Participants older than 1 year were eligible. Exclusion criteria were pregnancy or blood transfusion within 3 months. Informed consent was provided by the participants or parents, according to protocols approved by institutional/national research ethics boards. The study protocols and documents were reviewed and approved for the Canada study by the University of British Columbia-Providence Health Care Research Institute (UBC-PHC REB Number: H21-01929), and for the Nepal study by the University of British Columbia Clinical Research Ethics Board (UBC CREB Number: H22-00294) and Nepal Health Research Council (NHRC Registration Number: 85/2022). Additionally, institutional certificates of approval were obtained from the respective clinical sites where blood samples were stored and tested (from UBC Children’s & Women’s Research Ethics Board and from Mount Sagarmatha Polyclinic and Diagnostic Center).

Blood sample collection

Blood samples were collected by trained phlebotomists or clinical laboratory technologists from veins in the antecubital fossa or the dorsum of the hand. In Canada, blood was drawn from blood collection needles or butterfly needles directly into 4.0 mL vacuum blood collection tubes with K2 EDTA (BD Vacutainer, Becton, Dickinson and Company). In Nepal, blood was drawn from hypodermic needles into syringes, and immediately transferred to 3.0 mL disposable non-vacuum blood collection tubes with K3 EDTA (AV LabotUbe, AV Consumables). Blood samples were stored in a refrigerator at 4°C. Before running any tests, blood samples were placed at room temperature for at least 30 minutes, and the blood tubes were repeatedly inverted or placed in rotary mixers to gently mix the separated plasma and settled blood cells. The blood samples were de-identified and associated with unique participant codes, which were used as references for the blood tests and analyses. For the automated sickling test, samples were prepared and imaged 1.4 ± 0.9 days (mean ± standard deviation) after blood collection, and the maximum time between blood collection and imaging was 2 days in Nepal and 4 days in Canada.
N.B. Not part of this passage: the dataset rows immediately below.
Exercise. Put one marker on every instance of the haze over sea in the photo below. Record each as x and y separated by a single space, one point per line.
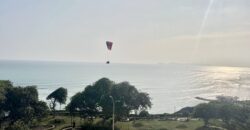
171 86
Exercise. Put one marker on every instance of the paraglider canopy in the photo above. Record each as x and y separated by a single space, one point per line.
109 45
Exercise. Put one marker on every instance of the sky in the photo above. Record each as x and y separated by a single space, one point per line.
212 32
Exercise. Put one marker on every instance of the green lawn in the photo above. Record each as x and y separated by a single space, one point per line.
159 125
137 125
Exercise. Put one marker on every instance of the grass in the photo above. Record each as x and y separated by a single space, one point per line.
137 125
159 125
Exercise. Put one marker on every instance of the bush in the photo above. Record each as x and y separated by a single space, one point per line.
163 129
207 128
95 127
57 121
182 126
138 124
18 125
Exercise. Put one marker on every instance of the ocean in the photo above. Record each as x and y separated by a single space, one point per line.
171 86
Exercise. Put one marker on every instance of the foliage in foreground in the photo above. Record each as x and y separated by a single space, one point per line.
234 114
98 98
20 104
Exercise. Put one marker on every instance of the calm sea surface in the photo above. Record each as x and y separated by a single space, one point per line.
171 86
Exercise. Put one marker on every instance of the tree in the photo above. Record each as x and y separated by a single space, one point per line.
4 85
57 96
205 111
22 104
144 113
96 99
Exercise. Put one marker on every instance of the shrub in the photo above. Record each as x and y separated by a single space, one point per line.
18 125
57 121
95 127
138 124
182 126
163 129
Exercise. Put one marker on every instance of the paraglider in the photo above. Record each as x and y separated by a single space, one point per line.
109 46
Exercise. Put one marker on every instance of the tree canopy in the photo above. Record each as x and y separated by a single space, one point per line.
96 99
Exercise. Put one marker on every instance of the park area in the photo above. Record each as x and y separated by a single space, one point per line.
64 123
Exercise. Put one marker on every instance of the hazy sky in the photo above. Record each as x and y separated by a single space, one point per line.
143 31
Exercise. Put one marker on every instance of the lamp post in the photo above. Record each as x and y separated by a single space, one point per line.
113 125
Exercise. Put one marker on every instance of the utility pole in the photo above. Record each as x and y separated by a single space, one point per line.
113 126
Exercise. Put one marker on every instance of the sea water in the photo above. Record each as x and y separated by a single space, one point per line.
171 86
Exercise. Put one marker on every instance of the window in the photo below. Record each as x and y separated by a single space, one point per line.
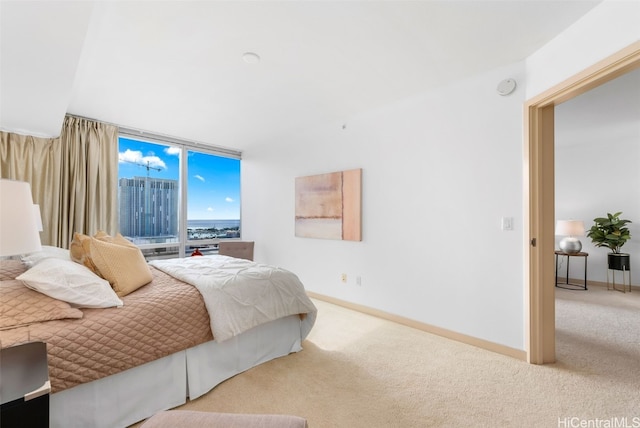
174 198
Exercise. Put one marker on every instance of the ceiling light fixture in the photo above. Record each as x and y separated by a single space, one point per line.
250 58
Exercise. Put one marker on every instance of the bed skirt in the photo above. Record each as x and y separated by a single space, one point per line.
128 397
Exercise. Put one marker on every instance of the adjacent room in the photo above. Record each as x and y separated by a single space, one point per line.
319 213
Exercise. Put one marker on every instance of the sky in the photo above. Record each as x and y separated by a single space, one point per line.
213 184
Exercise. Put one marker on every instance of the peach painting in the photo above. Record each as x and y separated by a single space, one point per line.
329 205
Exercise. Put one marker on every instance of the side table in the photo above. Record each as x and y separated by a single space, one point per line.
24 386
567 284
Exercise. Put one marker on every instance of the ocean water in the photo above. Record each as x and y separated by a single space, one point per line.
217 224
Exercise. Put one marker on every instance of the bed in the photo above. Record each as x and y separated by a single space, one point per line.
154 347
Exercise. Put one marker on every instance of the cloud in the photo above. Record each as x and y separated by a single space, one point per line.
173 151
136 157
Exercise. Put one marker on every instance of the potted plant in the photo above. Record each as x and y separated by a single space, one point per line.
612 232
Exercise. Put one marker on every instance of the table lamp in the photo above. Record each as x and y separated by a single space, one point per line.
18 224
570 229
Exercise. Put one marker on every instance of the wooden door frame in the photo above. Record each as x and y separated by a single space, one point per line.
539 185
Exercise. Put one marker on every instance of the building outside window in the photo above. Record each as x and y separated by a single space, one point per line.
174 198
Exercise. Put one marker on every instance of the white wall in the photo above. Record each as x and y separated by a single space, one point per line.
439 171
597 159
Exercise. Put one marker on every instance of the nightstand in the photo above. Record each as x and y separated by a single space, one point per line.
566 284
24 386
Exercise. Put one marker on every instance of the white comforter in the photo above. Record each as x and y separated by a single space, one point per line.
240 294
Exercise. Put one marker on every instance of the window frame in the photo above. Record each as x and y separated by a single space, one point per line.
185 146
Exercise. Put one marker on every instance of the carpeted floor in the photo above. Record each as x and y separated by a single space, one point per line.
361 371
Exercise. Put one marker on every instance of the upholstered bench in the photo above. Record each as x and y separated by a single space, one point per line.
189 418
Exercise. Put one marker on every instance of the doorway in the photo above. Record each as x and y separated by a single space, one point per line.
540 212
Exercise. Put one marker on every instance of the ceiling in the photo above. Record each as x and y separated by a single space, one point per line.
176 67
608 113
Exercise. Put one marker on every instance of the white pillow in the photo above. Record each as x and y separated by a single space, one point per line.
71 282
47 252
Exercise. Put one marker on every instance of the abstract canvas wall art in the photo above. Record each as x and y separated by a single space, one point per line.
329 206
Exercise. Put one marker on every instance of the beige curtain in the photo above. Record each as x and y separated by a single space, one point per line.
74 178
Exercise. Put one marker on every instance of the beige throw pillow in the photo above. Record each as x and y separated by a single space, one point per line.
120 263
80 252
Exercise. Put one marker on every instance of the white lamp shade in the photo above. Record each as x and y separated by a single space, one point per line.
36 210
18 224
570 228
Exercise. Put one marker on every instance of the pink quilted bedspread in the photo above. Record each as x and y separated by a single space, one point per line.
159 319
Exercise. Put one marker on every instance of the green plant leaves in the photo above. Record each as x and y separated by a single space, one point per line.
610 232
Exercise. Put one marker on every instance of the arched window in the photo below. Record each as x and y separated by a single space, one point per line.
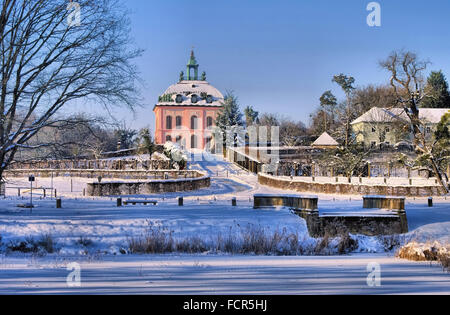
209 122
194 122
193 142
179 122
208 144
169 122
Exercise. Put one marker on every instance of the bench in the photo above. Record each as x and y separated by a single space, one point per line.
142 202
384 202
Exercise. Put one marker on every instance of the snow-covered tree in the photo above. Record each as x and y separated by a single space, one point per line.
176 154
407 82
229 119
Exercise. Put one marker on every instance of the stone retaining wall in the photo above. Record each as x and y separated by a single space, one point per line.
370 225
147 187
120 174
349 189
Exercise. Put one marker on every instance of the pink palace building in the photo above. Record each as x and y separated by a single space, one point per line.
186 112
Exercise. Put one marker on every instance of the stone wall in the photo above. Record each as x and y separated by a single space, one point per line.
111 164
147 187
291 201
370 225
350 189
119 174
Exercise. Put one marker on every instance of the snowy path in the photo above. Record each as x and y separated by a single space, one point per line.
206 213
223 275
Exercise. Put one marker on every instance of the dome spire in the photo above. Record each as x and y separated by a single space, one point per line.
192 65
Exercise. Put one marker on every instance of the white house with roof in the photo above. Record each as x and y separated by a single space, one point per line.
325 141
391 126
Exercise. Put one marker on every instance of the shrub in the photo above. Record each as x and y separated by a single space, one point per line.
85 242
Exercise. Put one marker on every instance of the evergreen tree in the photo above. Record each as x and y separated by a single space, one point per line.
144 142
328 103
437 91
229 117
250 115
Sample preparation for automated sickling test

The sickling test is a well-established and commonly used screening technique to detect the presence of hemoglobin S (HbS), but is not traditionally used to distinguish between sickle cell trait (SCT) and sickle cell disease (SCD)^7,13. In our sample preparation method for the sickling test, red blood cells formed a monolayer with minimum overlap and adequate spacing for high-throughput imaging and subsequent image processing.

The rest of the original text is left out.